Bentuk penentuan proporsi bagi hasil seperti pada point (a) tersebut seringkali dilakukan oleh salah satu pihak yang mempunyai posisi tawar yang lebih tinggi dibandingkan pihak yang lain. Contoh sehari-hari yang paling mudah dilihat, walaupun tidak semua pemilik tanah berperilaku demikian adalah penentuan proporsi bagi hasil antara pemilik tanah dan petani penggarap. Seringkali karena terdesak kebutuhan, petani penggarap harus menerima proporsi bagi hasil yang sudah ditentukan oleh pemilik tanah pertanian.
Penentuan proporsi bagi hasil secara sepihak juga dapat dilihat pada mekanisme bagi hasil dalam Pengelolaan Hutan Bersama Masyarakat (PHBM). Sebagaimana yang tercantum pada pasal 5 Keputusan Direksi Perhutani No. 001/KPTS/DIR/2002 tanggal 2 Januari 2002 tentang Pedoman Berbagi Hasil Hutan Kayu, proporsi bagi hasil maksimum yang berhak diterima oleh Kelompok Masyarakat Desa Hutan adalah sebesar 100% untuk penjarangan pertama, 25% untuk penjarangan lanjutan, dan 25% untuk hasil tebangan akhir.
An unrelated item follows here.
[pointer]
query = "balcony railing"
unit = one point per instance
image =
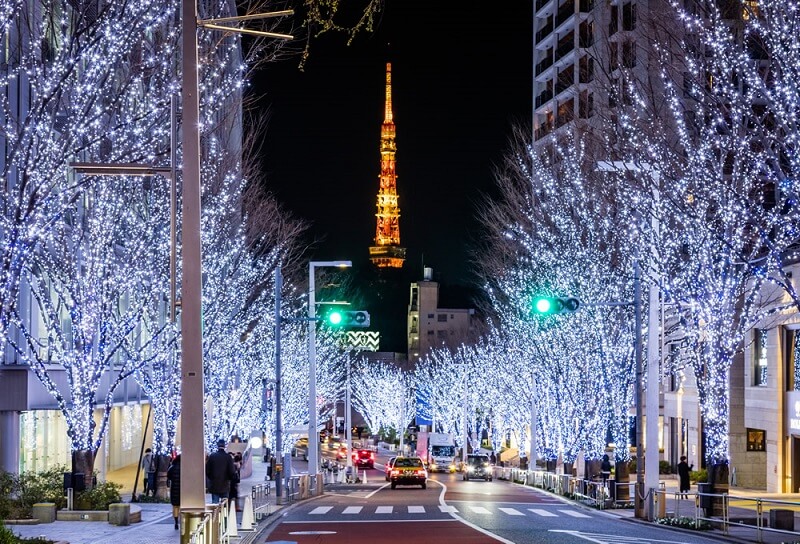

Artinya, pada seluruh wilayah kerja Perhutani, masyarakat desa hutan akan menerima proporsi maksimum sebesar seperti yang dikemukakan tersebut diatas apabila kerjasama dimulai dari tanah kosong. Sementara, proporsi bagi hasil akan semakin kecil apabila kerjasama dimulai dari areal yang bertegakan, sebagaimana tercantum pada Pasal 6 dan 7 dalam keputusan yang sama.
Terdapat 3 pertanyaan evaluatif yang muncul melihat fenomena tersebut diatas. Ketiga pertanyaan tersebut adalah:
a. | Dapatkah proporsi sebagaimana yang tercantum dalam Keputusan No. 001/KPTS/DIR/2002 tersebut diberlakukan secara umum di seluruh wilayah kerja Perhutani? |
b. | Dapatkah prosentase bagi hasil ditetapkan secara berbeda pada satu proses produksi yang sama? |
c. | Apa dasar penentuan munculnya angka 100% (untuk penjarangan pertama) dan maksimum 25% ( untuk penjarangan lanjutan dan tebangan akhir) tersebut? |
Kotak 1 KEPUTUSAN DIREKSI PT PERHUTANI (PERSERO) NOMOR: 001/KPTS/DIR/2002 TENTANG PEDOMAN BERBAGI HASIL HUTAN KAYU Bagian Kedua |
Argumentasi dan dasar penentuan proporsi bagi hasil seperti yang tercantum pada Keputusan Direksi tersebut mutlak diperlukan untuk menghindari adanya konflik dimasa mendatang. Karena, bagaimanapun seharusnya bagi hasil pendapatan yang diperoleh dalam suatu proses produksi adalah didasarkan pada input share dari para pihak yang berkontribusi pada proses produksi tersebut.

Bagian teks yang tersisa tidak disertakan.